Elizabeth Taylor had taken so many drugs that a medical professional believed she was dead

Elizabeth Taylor had taken so many drugs that a medical professional believed she was dead

Elizabeth Taylor ingested so many drugs in the 1980s that a physician who checked her medical records believed she was dead because “the amounts were incompatible with life.”

According to the new book “Elizabeth Taylor: The Grit & Glamour of an Icon” by Kate Andersen Brower, the star’s pill-popping was so serious by 1983 that her then-daughter-in-law, Aileen Getty, secretly complained to a regulatory agency that some of Taylor’s physicians were overprescribing.

Consequently, it was discovered how much the “Cleopatra” actress was taking: Brower says that between 1983 and 1988, three of the actress’ doctors prescribed a total of one thousand medicines, including tranquilizers, sleeping pills, and painkillers.

At one time, Taylor, who had some unexpected amorous dalliances, requested that her son inject her with the potent synthetic narcotic Demerol.

Christopher Wilding, the actress’s second son with actor Michael Wilding, recounts in his book that the alarming request was made while he was visiting with his mother during her marriage to Virginia Senator John Warner from 1976 until 1982.

Taylor, shown here with Liza Minnelli and Betty Ford, acquired weight during her unhappily married years to Senator John Warner due to her use of Demerol and alcoholism.

Wilding recalls his mother asking for him to come to her bedroom, stating, “She sounded shaky, but it wasn’t until I saw her that I understood she was already somewhat messed up on something.
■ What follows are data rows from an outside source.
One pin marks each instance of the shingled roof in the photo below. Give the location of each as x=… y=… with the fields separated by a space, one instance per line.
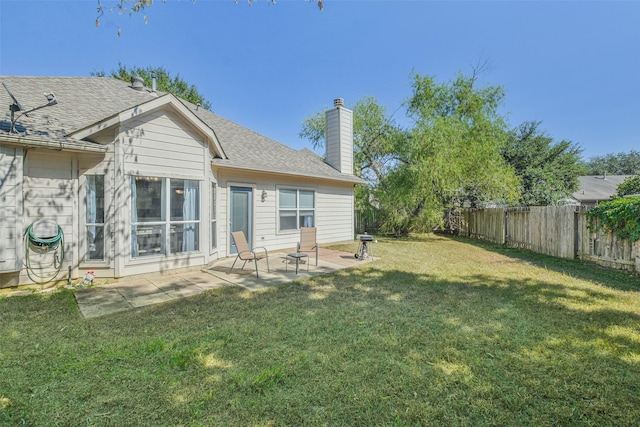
x=87 y=101
x=598 y=188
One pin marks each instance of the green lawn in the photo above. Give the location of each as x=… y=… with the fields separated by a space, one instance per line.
x=437 y=331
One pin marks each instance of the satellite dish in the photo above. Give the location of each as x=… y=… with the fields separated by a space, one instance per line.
x=16 y=106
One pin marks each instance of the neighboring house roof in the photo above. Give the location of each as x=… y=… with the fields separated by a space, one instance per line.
x=86 y=102
x=598 y=188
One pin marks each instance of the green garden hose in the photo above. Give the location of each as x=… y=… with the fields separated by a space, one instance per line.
x=44 y=245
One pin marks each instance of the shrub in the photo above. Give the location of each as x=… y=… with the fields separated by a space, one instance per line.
x=620 y=215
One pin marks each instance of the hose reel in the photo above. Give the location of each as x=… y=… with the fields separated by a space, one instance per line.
x=43 y=237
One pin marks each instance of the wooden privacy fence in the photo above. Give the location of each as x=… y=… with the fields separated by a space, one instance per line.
x=560 y=231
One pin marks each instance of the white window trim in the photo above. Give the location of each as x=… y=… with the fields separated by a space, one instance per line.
x=167 y=222
x=84 y=262
x=279 y=231
x=214 y=190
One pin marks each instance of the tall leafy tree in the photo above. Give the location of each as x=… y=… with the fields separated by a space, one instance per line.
x=615 y=164
x=374 y=138
x=165 y=82
x=374 y=134
x=453 y=155
x=631 y=185
x=548 y=170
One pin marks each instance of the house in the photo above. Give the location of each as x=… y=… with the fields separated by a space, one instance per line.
x=139 y=181
x=595 y=189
She was sat in her underpants on the side of the bed with a syringe of Demerol in her right hand.”

He stated that the Oscar winner then requested that he “administer the shot,” but he refused.
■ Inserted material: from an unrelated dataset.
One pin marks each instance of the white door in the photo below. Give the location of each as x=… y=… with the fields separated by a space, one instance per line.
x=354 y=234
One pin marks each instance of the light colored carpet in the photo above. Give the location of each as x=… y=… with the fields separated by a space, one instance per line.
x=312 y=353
Taylor and Warner were married from 1976 to 1982.

Wilding writes in the book, “She stared at me with eyes that were both dead and disappointed, took a breath, steadied her hand, and inserted the needle into her skin.”
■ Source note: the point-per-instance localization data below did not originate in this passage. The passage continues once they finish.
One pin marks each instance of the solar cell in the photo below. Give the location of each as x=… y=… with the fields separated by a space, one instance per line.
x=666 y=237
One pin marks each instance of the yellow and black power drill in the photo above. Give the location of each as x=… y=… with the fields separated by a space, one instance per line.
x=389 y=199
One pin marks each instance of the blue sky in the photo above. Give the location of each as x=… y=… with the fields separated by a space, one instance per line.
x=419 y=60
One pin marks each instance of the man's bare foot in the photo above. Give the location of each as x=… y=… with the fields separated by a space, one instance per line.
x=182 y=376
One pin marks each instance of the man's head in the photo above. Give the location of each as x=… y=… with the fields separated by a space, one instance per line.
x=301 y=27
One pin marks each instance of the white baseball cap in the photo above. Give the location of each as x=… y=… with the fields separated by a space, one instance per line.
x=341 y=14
Taylor also suffered with alcoholism, which intensified throughout her turbulent marriages to Welsh actor Richard Burton, who himself was an extreme drinker.

After Taylor requested her son Christopher Wilding to give her a Demerol injection, Christopher’s ex-wife Aileen Getty contacted a regulatory organization over Taylor’s excessive prescription.

Brower writes that the pair met for the first time on the set of “Cleopatra,” when Burton, fresh off a bender, was so shaky that he couldn’t even hold a cup of coffee to his lips. Taylor thought his request for assistance adorable and intriguing.

The infamously antagonistic relationship between the couple was fostered by booze — “the third partner in their marriage.”

Taylor checked into a facility named for former First Lady Betty Ford, who also suffered with alcoholism.

Brower adds that it was easier to overlook Elizabeth’s rising alcoholism since Richard’s was so devastating.

Moreover, the actress’ drinking and drug use intensified throughout her marriage to Warner, during which she was bored, lonely, living in Washington, and gaining weight.

Elizabeth asserted that her life as a senator’s wife in Washington, D.C., turned her into an alcoholic and a drug addict.

Taylor’s drinking issues were disguised during her marriage to Richard Burton since his were so much more severe.

Taylor was divorced and back in Los Angeles by 1981. However, her dependence on painkillers was worsening.

“She surrounded herself with family-like helpers and housekeepers who were less inclined to confront her about her mounting issue,” Brower writes. It was very difficult to say no to Elizabeth Taylor, since she was able to influence her physicians into providing her the medicines she desired on demand.

In treatment, Taylor met her seventh and final husband, Larry Fortensky.

Taylor entered the Betty Ford Center for a seven-week stint in 1983 after a group of friends and relatives staged a successful intervention. She quit drinking but continued to take medications, justifying their use on the grounds that they were doctor-prescribed.

Daughter Liza Todd recalls hearing that her mother Taylor was unreachable after 9 p.m., “not because she was asleep, but because she was high”

The actress was expelled from one rehabilitation program for refusing to participate.

Taylor returned to rehab in 1988 after a second intervention organized by her friend George Hamilton, but she refused to undertake the required work and was asked to leave.

Taylor did manage to acquire a second husband while in rehabilitation: construction worker Larry Fortensky, twenty years her junior. In 1991, the couple married in an extravagant wedding. Five years later, he resumed drinking, and the couple separated.

Taylor struggled with her addictions until her death in 2011 at the age of 79.